第六章 「私に出来る事、私にしか出来ない事」
挿絵の画像を作成する際には、「AIイラストくん」と「Ainova AI」と「Gemini AI」を使用させて頂きました。
そうして迎えたインタビュー当日。
応接室のソファーへ静かに腰を下ろした私は、まずは広報誌の表紙用に写真を撮影されたんだ。
礼服用に誂えた緑色の満洲服を着込んでいる所までは普段の公務と変わらないけど、今回は写真用に普段以上に入念な化粧を施されているからね。
「ほう、これはこれは…」
すぐさま臨時秘書の咲洲舞中尉と一緒に画像データを確認したけど、もう凄かったよ。
まるで本物の満洲族の貴族令嬢みたいに仕上がっていたんだから。
きっと市役所へ打ち合わせに行った時の私も、お父さんの目にはこんな風に写っていたんだろうな。
そりゃ恐れ入っちゃうよ。
そうして表紙用の写真撮影を済ませるや、早速インタビューに取り掛かったんだ。
「それでは吹田千里少佐、まずは『EMプロジェクト』において偽王女としての影武者の任務を拝命した時のお気持ちをお聞かせ下さい。」
インタビュー最初の質問は、至って無難な物だったね。
「出頭命令を受けて支局長室を訪問した当初、私の任務は個人兵装であるレーザーライフルを用いた遠距離狙撃による暗殺であるとばかり思っておりました。私にとって狙撃は訓練生時代からの『赤眸の射星』という二つ名を高める誇り高い仕事であり、『また新たな武勲を立てられる』とばかり期待していたのです。ですから、明王院ユリカ支局長より『EMプロジェクト』における特務を拝命致した際には大いに驚いた次第です。まさか私如きが、愛新覚羅麗蘭第一王女殿下という高貴な御方の影武者を務める事になるとは…正しく『青天の霹靂』というべき出来事で御座いました。」
あの時の私は、これから我が身に何が起きるのかなんて全く予測が出来ていなかったんだよね。
もしも予測通りの暗殺任務だったなら、今頃はどうなっていたのかな。
少なくとも、こうして満洲服に身を包んでインタビューに答えるような身の上にはなっていなかっただろうね。

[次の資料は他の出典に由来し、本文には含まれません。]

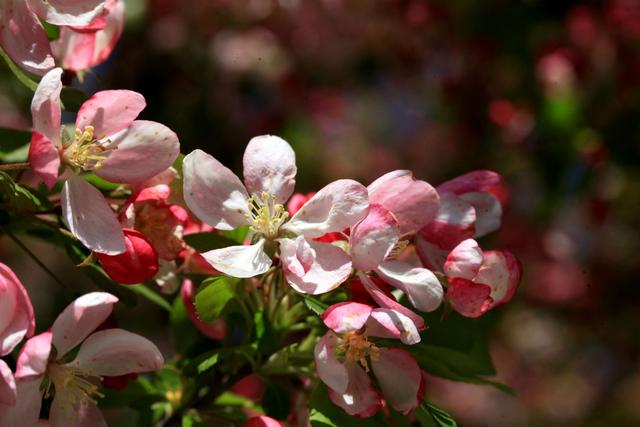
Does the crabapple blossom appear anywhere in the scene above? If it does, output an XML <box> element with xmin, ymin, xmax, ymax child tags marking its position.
<box><xmin>29</xmin><ymin>68</ymin><xmax>180</xmax><ymax>255</ymax></box>
<box><xmin>444</xmin><ymin>239</ymin><xmax>522</xmax><ymax>317</ymax></box>
<box><xmin>314</xmin><ymin>302</ymin><xmax>424</xmax><ymax>418</ymax></box>
<box><xmin>0</xmin><ymin>0</ymin><xmax>105</xmax><ymax>75</ymax></box>
<box><xmin>0</xmin><ymin>292</ymin><xmax>164</xmax><ymax>427</ymax></box>
<box><xmin>183</xmin><ymin>136</ymin><xmax>369</xmax><ymax>294</ymax></box>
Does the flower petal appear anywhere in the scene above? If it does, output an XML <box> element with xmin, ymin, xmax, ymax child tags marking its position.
<box><xmin>364</xmin><ymin>308</ymin><xmax>420</xmax><ymax>345</ymax></box>
<box><xmin>350</xmin><ymin>204</ymin><xmax>400</xmax><ymax>271</ymax></box>
<box><xmin>60</xmin><ymin>175</ymin><xmax>126</xmax><ymax>255</ymax></box>
<box><xmin>0</xmin><ymin>359</ymin><xmax>17</xmax><ymax>406</ymax></box>
<box><xmin>242</xmin><ymin>135</ymin><xmax>297</xmax><ymax>203</ymax></box>
<box><xmin>51</xmin><ymin>292</ymin><xmax>118</xmax><ymax>358</ymax></box>
<box><xmin>96</xmin><ymin>120</ymin><xmax>180</xmax><ymax>184</ymax></box>
<box><xmin>320</xmin><ymin>302</ymin><xmax>373</xmax><ymax>334</ymax></box>
<box><xmin>29</xmin><ymin>131</ymin><xmax>60</xmax><ymax>190</ymax></box>
<box><xmin>376</xmin><ymin>260</ymin><xmax>443</xmax><ymax>311</ymax></box>
<box><xmin>282</xmin><ymin>179</ymin><xmax>369</xmax><ymax>238</ymax></box>
<box><xmin>474</xmin><ymin>251</ymin><xmax>522</xmax><ymax>307</ymax></box>
<box><xmin>313</xmin><ymin>331</ymin><xmax>349</xmax><ymax>393</ymax></box>
<box><xmin>70</xmin><ymin>329</ymin><xmax>164</xmax><ymax>377</ymax></box>
<box><xmin>444</xmin><ymin>239</ymin><xmax>482</xmax><ymax>280</ymax></box>
<box><xmin>371</xmin><ymin>348</ymin><xmax>422</xmax><ymax>414</ymax></box>
<box><xmin>367</xmin><ymin>170</ymin><xmax>439</xmax><ymax>234</ymax></box>
<box><xmin>283</xmin><ymin>242</ymin><xmax>351</xmax><ymax>295</ymax></box>
<box><xmin>447</xmin><ymin>277</ymin><xmax>493</xmax><ymax>318</ymax></box>
<box><xmin>15</xmin><ymin>331</ymin><xmax>52</xmax><ymax>380</ymax></box>
<box><xmin>76</xmin><ymin>90</ymin><xmax>147</xmax><ymax>139</ymax></box>
<box><xmin>27</xmin><ymin>0</ymin><xmax>104</xmax><ymax>25</ymax></box>
<box><xmin>202</xmin><ymin>239</ymin><xmax>271</xmax><ymax>277</ymax></box>
<box><xmin>0</xmin><ymin>0</ymin><xmax>55</xmax><ymax>75</ymax></box>
<box><xmin>182</xmin><ymin>150</ymin><xmax>249</xmax><ymax>230</ymax></box>
<box><xmin>329</xmin><ymin>363</ymin><xmax>382</xmax><ymax>418</ymax></box>
<box><xmin>31</xmin><ymin>68</ymin><xmax>62</xmax><ymax>147</ymax></box>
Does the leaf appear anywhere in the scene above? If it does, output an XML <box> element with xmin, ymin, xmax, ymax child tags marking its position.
<box><xmin>195</xmin><ymin>276</ymin><xmax>240</xmax><ymax>322</ymax></box>
<box><xmin>0</xmin><ymin>49</ymin><xmax>38</xmax><ymax>92</ymax></box>
<box><xmin>184</xmin><ymin>233</ymin><xmax>238</xmax><ymax>252</ymax></box>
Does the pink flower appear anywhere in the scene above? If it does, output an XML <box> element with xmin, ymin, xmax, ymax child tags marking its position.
<box><xmin>0</xmin><ymin>0</ymin><xmax>105</xmax><ymax>75</ymax></box>
<box><xmin>29</xmin><ymin>68</ymin><xmax>180</xmax><ymax>255</ymax></box>
<box><xmin>350</xmin><ymin>170</ymin><xmax>443</xmax><ymax>311</ymax></box>
<box><xmin>416</xmin><ymin>170</ymin><xmax>507</xmax><ymax>271</ymax></box>
<box><xmin>183</xmin><ymin>136</ymin><xmax>369</xmax><ymax>294</ymax></box>
<box><xmin>0</xmin><ymin>263</ymin><xmax>36</xmax><ymax>408</ymax></box>
<box><xmin>444</xmin><ymin>239</ymin><xmax>522</xmax><ymax>317</ymax></box>
<box><xmin>0</xmin><ymin>292</ymin><xmax>164</xmax><ymax>427</ymax></box>
<box><xmin>314</xmin><ymin>302</ymin><xmax>424</xmax><ymax>418</ymax></box>
<box><xmin>51</xmin><ymin>0</ymin><xmax>125</xmax><ymax>71</ymax></box>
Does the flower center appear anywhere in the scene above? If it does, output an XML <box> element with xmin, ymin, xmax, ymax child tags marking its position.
<box><xmin>47</xmin><ymin>363</ymin><xmax>104</xmax><ymax>420</ymax></box>
<box><xmin>338</xmin><ymin>332</ymin><xmax>380</xmax><ymax>372</ymax></box>
<box><xmin>63</xmin><ymin>126</ymin><xmax>118</xmax><ymax>172</ymax></box>
<box><xmin>245</xmin><ymin>192</ymin><xmax>289</xmax><ymax>239</ymax></box>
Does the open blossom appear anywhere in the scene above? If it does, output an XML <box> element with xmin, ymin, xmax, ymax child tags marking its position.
<box><xmin>51</xmin><ymin>0</ymin><xmax>125</xmax><ymax>71</ymax></box>
<box><xmin>0</xmin><ymin>263</ymin><xmax>36</xmax><ymax>405</ymax></box>
<box><xmin>29</xmin><ymin>68</ymin><xmax>180</xmax><ymax>255</ymax></box>
<box><xmin>444</xmin><ymin>239</ymin><xmax>522</xmax><ymax>317</ymax></box>
<box><xmin>350</xmin><ymin>170</ymin><xmax>443</xmax><ymax>311</ymax></box>
<box><xmin>0</xmin><ymin>292</ymin><xmax>164</xmax><ymax>427</ymax></box>
<box><xmin>183</xmin><ymin>136</ymin><xmax>369</xmax><ymax>294</ymax></box>
<box><xmin>416</xmin><ymin>170</ymin><xmax>507</xmax><ymax>271</ymax></box>
<box><xmin>314</xmin><ymin>302</ymin><xmax>424</xmax><ymax>418</ymax></box>
<box><xmin>0</xmin><ymin>0</ymin><xmax>105</xmax><ymax>75</ymax></box>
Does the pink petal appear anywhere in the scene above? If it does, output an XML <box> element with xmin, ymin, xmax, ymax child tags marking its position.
<box><xmin>242</xmin><ymin>135</ymin><xmax>297</xmax><ymax>203</ymax></box>
<box><xmin>0</xmin><ymin>359</ymin><xmax>17</xmax><ymax>406</ymax></box>
<box><xmin>0</xmin><ymin>263</ymin><xmax>35</xmax><ymax>356</ymax></box>
<box><xmin>60</xmin><ymin>175</ymin><xmax>126</xmax><ymax>255</ymax></box>
<box><xmin>447</xmin><ymin>278</ymin><xmax>493</xmax><ymax>317</ymax></box>
<box><xmin>29</xmin><ymin>131</ymin><xmax>60</xmax><ymax>190</ymax></box>
<box><xmin>320</xmin><ymin>302</ymin><xmax>373</xmax><ymax>334</ymax></box>
<box><xmin>182</xmin><ymin>150</ymin><xmax>249</xmax><ymax>230</ymax></box>
<box><xmin>70</xmin><ymin>329</ymin><xmax>164</xmax><ymax>377</ymax></box>
<box><xmin>27</xmin><ymin>0</ymin><xmax>104</xmax><ymax>25</ymax></box>
<box><xmin>51</xmin><ymin>292</ymin><xmax>118</xmax><ymax>359</ymax></box>
<box><xmin>96</xmin><ymin>120</ymin><xmax>180</xmax><ymax>184</ymax></box>
<box><xmin>474</xmin><ymin>251</ymin><xmax>522</xmax><ymax>307</ymax></box>
<box><xmin>313</xmin><ymin>331</ymin><xmax>349</xmax><ymax>393</ymax></box>
<box><xmin>180</xmin><ymin>279</ymin><xmax>227</xmax><ymax>340</ymax></box>
<box><xmin>364</xmin><ymin>308</ymin><xmax>420</xmax><ymax>345</ymax></box>
<box><xmin>367</xmin><ymin>170</ymin><xmax>439</xmax><ymax>234</ymax></box>
<box><xmin>0</xmin><ymin>377</ymin><xmax>42</xmax><ymax>427</ymax></box>
<box><xmin>284</xmin><ymin>242</ymin><xmax>351</xmax><ymax>295</ymax></box>
<box><xmin>350</xmin><ymin>204</ymin><xmax>400</xmax><ymax>271</ymax></box>
<box><xmin>460</xmin><ymin>193</ymin><xmax>502</xmax><ymax>237</ymax></box>
<box><xmin>15</xmin><ymin>331</ymin><xmax>52</xmax><ymax>380</ymax></box>
<box><xmin>0</xmin><ymin>0</ymin><xmax>55</xmax><ymax>75</ymax></box>
<box><xmin>76</xmin><ymin>90</ymin><xmax>147</xmax><ymax>139</ymax></box>
<box><xmin>376</xmin><ymin>260</ymin><xmax>443</xmax><ymax>311</ymax></box>
<box><xmin>202</xmin><ymin>239</ymin><xmax>271</xmax><ymax>277</ymax></box>
<box><xmin>420</xmin><ymin>193</ymin><xmax>476</xmax><ymax>254</ymax></box>
<box><xmin>371</xmin><ymin>348</ymin><xmax>422</xmax><ymax>415</ymax></box>
<box><xmin>278</xmin><ymin>236</ymin><xmax>316</xmax><ymax>277</ymax></box>
<box><xmin>282</xmin><ymin>179</ymin><xmax>369</xmax><ymax>238</ymax></box>
<box><xmin>31</xmin><ymin>68</ymin><xmax>62</xmax><ymax>147</ymax></box>
<box><xmin>329</xmin><ymin>363</ymin><xmax>382</xmax><ymax>418</ymax></box>
<box><xmin>444</xmin><ymin>239</ymin><xmax>482</xmax><ymax>280</ymax></box>
<box><xmin>49</xmin><ymin>390</ymin><xmax>108</xmax><ymax>427</ymax></box>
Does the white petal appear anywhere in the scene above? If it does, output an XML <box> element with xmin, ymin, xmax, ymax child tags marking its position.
<box><xmin>182</xmin><ymin>150</ymin><xmax>249</xmax><ymax>230</ymax></box>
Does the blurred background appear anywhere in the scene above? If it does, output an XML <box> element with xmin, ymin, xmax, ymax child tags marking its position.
<box><xmin>0</xmin><ymin>0</ymin><xmax>640</xmax><ymax>426</ymax></box>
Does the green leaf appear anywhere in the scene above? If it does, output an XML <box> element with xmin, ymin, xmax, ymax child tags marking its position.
<box><xmin>0</xmin><ymin>49</ymin><xmax>38</xmax><ymax>92</ymax></box>
<box><xmin>184</xmin><ymin>233</ymin><xmax>238</xmax><ymax>252</ymax></box>
<box><xmin>195</xmin><ymin>276</ymin><xmax>240</xmax><ymax>322</ymax></box>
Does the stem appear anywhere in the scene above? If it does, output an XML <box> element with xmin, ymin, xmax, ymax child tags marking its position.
<box><xmin>0</xmin><ymin>162</ymin><xmax>31</xmax><ymax>170</ymax></box>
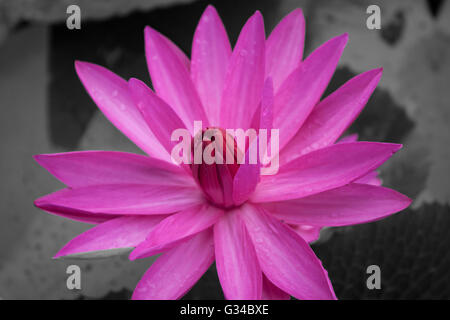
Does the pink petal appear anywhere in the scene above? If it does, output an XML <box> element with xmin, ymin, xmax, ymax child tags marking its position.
<box><xmin>35</xmin><ymin>208</ymin><xmax>117</xmax><ymax>224</ymax></box>
<box><xmin>132</xmin><ymin>229</ymin><xmax>214</xmax><ymax>300</ymax></box>
<box><xmin>35</xmin><ymin>184</ymin><xmax>203</xmax><ymax>215</ymax></box>
<box><xmin>233</xmin><ymin>139</ymin><xmax>261</xmax><ymax>205</ymax></box>
<box><xmin>261</xmin><ymin>183</ymin><xmax>411</xmax><ymax>226</ymax></box>
<box><xmin>266</xmin><ymin>9</ymin><xmax>305</xmax><ymax>91</ymax></box>
<box><xmin>233</xmin><ymin>77</ymin><xmax>273</xmax><ymax>205</ymax></box>
<box><xmin>191</xmin><ymin>5</ymin><xmax>231</xmax><ymax>126</ymax></box>
<box><xmin>214</xmin><ymin>209</ymin><xmax>262</xmax><ymax>300</ymax></box>
<box><xmin>261</xmin><ymin>275</ymin><xmax>291</xmax><ymax>300</ymax></box>
<box><xmin>54</xmin><ymin>216</ymin><xmax>163</xmax><ymax>259</ymax></box>
<box><xmin>355</xmin><ymin>170</ymin><xmax>382</xmax><ymax>186</ymax></box>
<box><xmin>251</xmin><ymin>142</ymin><xmax>401</xmax><ymax>202</ymax></box>
<box><xmin>289</xmin><ymin>224</ymin><xmax>322</xmax><ymax>243</ymax></box>
<box><xmin>145</xmin><ymin>27</ymin><xmax>208</xmax><ymax>134</ymax></box>
<box><xmin>159</xmin><ymin>33</ymin><xmax>191</xmax><ymax>73</ymax></box>
<box><xmin>75</xmin><ymin>61</ymin><xmax>170</xmax><ymax>161</ymax></box>
<box><xmin>273</xmin><ymin>34</ymin><xmax>348</xmax><ymax>150</ymax></box>
<box><xmin>34</xmin><ymin>151</ymin><xmax>195</xmax><ymax>188</ymax></box>
<box><xmin>129</xmin><ymin>79</ymin><xmax>186</xmax><ymax>153</ymax></box>
<box><xmin>241</xmin><ymin>205</ymin><xmax>336</xmax><ymax>300</ymax></box>
<box><xmin>221</xmin><ymin>11</ymin><xmax>265</xmax><ymax>130</ymax></box>
<box><xmin>338</xmin><ymin>133</ymin><xmax>358</xmax><ymax>143</ymax></box>
<box><xmin>280</xmin><ymin>69</ymin><xmax>382</xmax><ymax>165</ymax></box>
<box><xmin>130</xmin><ymin>205</ymin><xmax>223</xmax><ymax>260</ymax></box>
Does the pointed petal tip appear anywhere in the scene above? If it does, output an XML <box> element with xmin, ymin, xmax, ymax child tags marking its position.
<box><xmin>144</xmin><ymin>26</ymin><xmax>159</xmax><ymax>41</ymax></box>
<box><xmin>74</xmin><ymin>60</ymin><xmax>95</xmax><ymax>75</ymax></box>
<box><xmin>248</xmin><ymin>10</ymin><xmax>264</xmax><ymax>26</ymax></box>
<box><xmin>32</xmin><ymin>154</ymin><xmax>45</xmax><ymax>166</ymax></box>
<box><xmin>203</xmin><ymin>4</ymin><xmax>218</xmax><ymax>15</ymax></box>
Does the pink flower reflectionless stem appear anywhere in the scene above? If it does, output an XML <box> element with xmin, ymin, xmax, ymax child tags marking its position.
<box><xmin>35</xmin><ymin>6</ymin><xmax>411</xmax><ymax>299</ymax></box>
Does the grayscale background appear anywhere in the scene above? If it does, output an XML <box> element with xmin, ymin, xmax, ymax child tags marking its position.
<box><xmin>0</xmin><ymin>0</ymin><xmax>450</xmax><ymax>299</ymax></box>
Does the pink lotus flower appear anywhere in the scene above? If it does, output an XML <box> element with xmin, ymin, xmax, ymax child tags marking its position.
<box><xmin>35</xmin><ymin>6</ymin><xmax>411</xmax><ymax>299</ymax></box>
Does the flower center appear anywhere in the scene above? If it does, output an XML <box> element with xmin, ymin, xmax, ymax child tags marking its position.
<box><xmin>191</xmin><ymin>127</ymin><xmax>241</xmax><ymax>208</ymax></box>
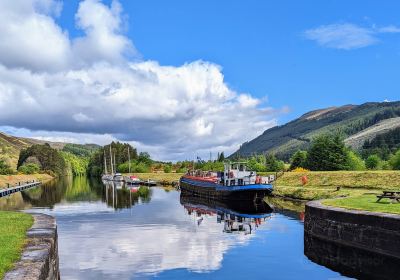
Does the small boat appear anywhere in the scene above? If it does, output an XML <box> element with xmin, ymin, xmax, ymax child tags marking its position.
<box><xmin>125</xmin><ymin>175</ymin><xmax>142</xmax><ymax>185</ymax></box>
<box><xmin>140</xmin><ymin>179</ymin><xmax>157</xmax><ymax>187</ymax></box>
<box><xmin>180</xmin><ymin>193</ymin><xmax>273</xmax><ymax>234</ymax></box>
<box><xmin>113</xmin><ymin>173</ymin><xmax>125</xmax><ymax>182</ymax></box>
<box><xmin>179</xmin><ymin>162</ymin><xmax>275</xmax><ymax>203</ymax></box>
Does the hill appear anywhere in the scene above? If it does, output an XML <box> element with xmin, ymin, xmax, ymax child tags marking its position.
<box><xmin>0</xmin><ymin>132</ymin><xmax>100</xmax><ymax>169</ymax></box>
<box><xmin>230</xmin><ymin>101</ymin><xmax>400</xmax><ymax>160</ymax></box>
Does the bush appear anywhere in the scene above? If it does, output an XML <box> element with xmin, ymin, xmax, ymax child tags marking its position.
<box><xmin>18</xmin><ymin>163</ymin><xmax>40</xmax><ymax>174</ymax></box>
<box><xmin>164</xmin><ymin>164</ymin><xmax>172</xmax><ymax>173</ymax></box>
<box><xmin>365</xmin><ymin>155</ymin><xmax>381</xmax><ymax>170</ymax></box>
<box><xmin>389</xmin><ymin>150</ymin><xmax>400</xmax><ymax>170</ymax></box>
<box><xmin>292</xmin><ymin>167</ymin><xmax>310</xmax><ymax>173</ymax></box>
<box><xmin>290</xmin><ymin>151</ymin><xmax>307</xmax><ymax>170</ymax></box>
<box><xmin>306</xmin><ymin>134</ymin><xmax>349</xmax><ymax>171</ymax></box>
<box><xmin>347</xmin><ymin>151</ymin><xmax>365</xmax><ymax>171</ymax></box>
<box><xmin>0</xmin><ymin>159</ymin><xmax>15</xmax><ymax>175</ymax></box>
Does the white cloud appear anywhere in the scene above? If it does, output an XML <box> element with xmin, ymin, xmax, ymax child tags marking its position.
<box><xmin>0</xmin><ymin>0</ymin><xmax>275</xmax><ymax>160</ymax></box>
<box><xmin>304</xmin><ymin>23</ymin><xmax>400</xmax><ymax>50</ymax></box>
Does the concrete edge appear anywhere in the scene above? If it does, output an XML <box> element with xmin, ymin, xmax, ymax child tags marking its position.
<box><xmin>4</xmin><ymin>214</ymin><xmax>60</xmax><ymax>280</ymax></box>
<box><xmin>306</xmin><ymin>198</ymin><xmax>400</xmax><ymax>220</ymax></box>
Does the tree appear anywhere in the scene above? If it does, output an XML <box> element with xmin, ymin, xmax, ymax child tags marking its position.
<box><xmin>347</xmin><ymin>150</ymin><xmax>365</xmax><ymax>171</ymax></box>
<box><xmin>306</xmin><ymin>134</ymin><xmax>349</xmax><ymax>171</ymax></box>
<box><xmin>290</xmin><ymin>150</ymin><xmax>307</xmax><ymax>170</ymax></box>
<box><xmin>164</xmin><ymin>164</ymin><xmax>172</xmax><ymax>173</ymax></box>
<box><xmin>0</xmin><ymin>159</ymin><xmax>14</xmax><ymax>175</ymax></box>
<box><xmin>18</xmin><ymin>163</ymin><xmax>40</xmax><ymax>174</ymax></box>
<box><xmin>365</xmin><ymin>155</ymin><xmax>382</xmax><ymax>169</ymax></box>
<box><xmin>389</xmin><ymin>149</ymin><xmax>400</xmax><ymax>170</ymax></box>
<box><xmin>265</xmin><ymin>154</ymin><xmax>285</xmax><ymax>172</ymax></box>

「しかしそれが私にしか出来ない大任である事を伝えられた時、『今こそ小職の生命の懸け時である』と痛感致したのです。瞳の色を除けば、骨格レベルの顔立ちに背格好に体型に至るまで麗蘭王女殿下に瓜二つの容姿。これは単なる偶然の一致と片付けれません。言うなれば、『未来において天子として御即位される愛新覚羅麗蘭第一王女殿下とその輝かしき治世の御為に、烈士として己が生命を捧げよ。』という…」
「一種の宿命や天啓のような物と感じられたのですね。」
広報課のインタビュアーが補ってくれた一言は、正しく我が意を得たりだったね。
曹操から「大耳児」と呼ばれる程に耳が長かった劉備に、左の太腿に七十二個の黒子があった劉邦。
こうした大人物に準えるのは流石に烏滸がましいけど、人から「これは!」と思われる特徴的な容姿を持つ人物には相応に波乱万丈な運命が待っているのかも知れないね。
私の場合は、それが他国の貴人に酷似した容姿という事になるんだよ。
「影武者としての吹田千里少佐はEMプロジェクトを成立させる上で最も優先すべき構成要素であり、万一にも参加を辞退されたならば一から作戦を立て直す必要が御座いました。この事実は吹田千里少佐にとって、誠に名誉な事で御座いましたか。」
「その通りで御座います。楚漢戦争において劉邦の影武者の役を引き受けた紀信は、己が生命を懸ける時を得られた事を喜んだと聞きました。そんな晴れ舞台を得られるのは武人の本懐であり、万全を期して臨まねばならない。そこで後顧の憂いを断つべく、上官殿より勧められた事前の臨時休暇をも返上して各種銃器や近接格闘の訓練に励んだのです。」
通常の有給休暇とは別枠で与えられた三日間の臨時休暇は、「作戦中に万一の事が起きても悔いを残さないように、家族や友達と存分に思い出を作りなさい」という御優しい御配慮でもあったの。
だけど私にとっては普段通りの日程の方が精神的に落ち着くし、作戦行動中のパフォーマンスも向上すると思えたんだよね。
そりゃ私だって家族も友達も大切だけど、生命の懸け時には万全を期したいじゃない。
公安職の公務員たる者、私情を優先し過ぎて任務を失敗しては話にならないからね。
双肩に担う物の重さを考えたら、そんな無責任な事は出来ないはずだよ。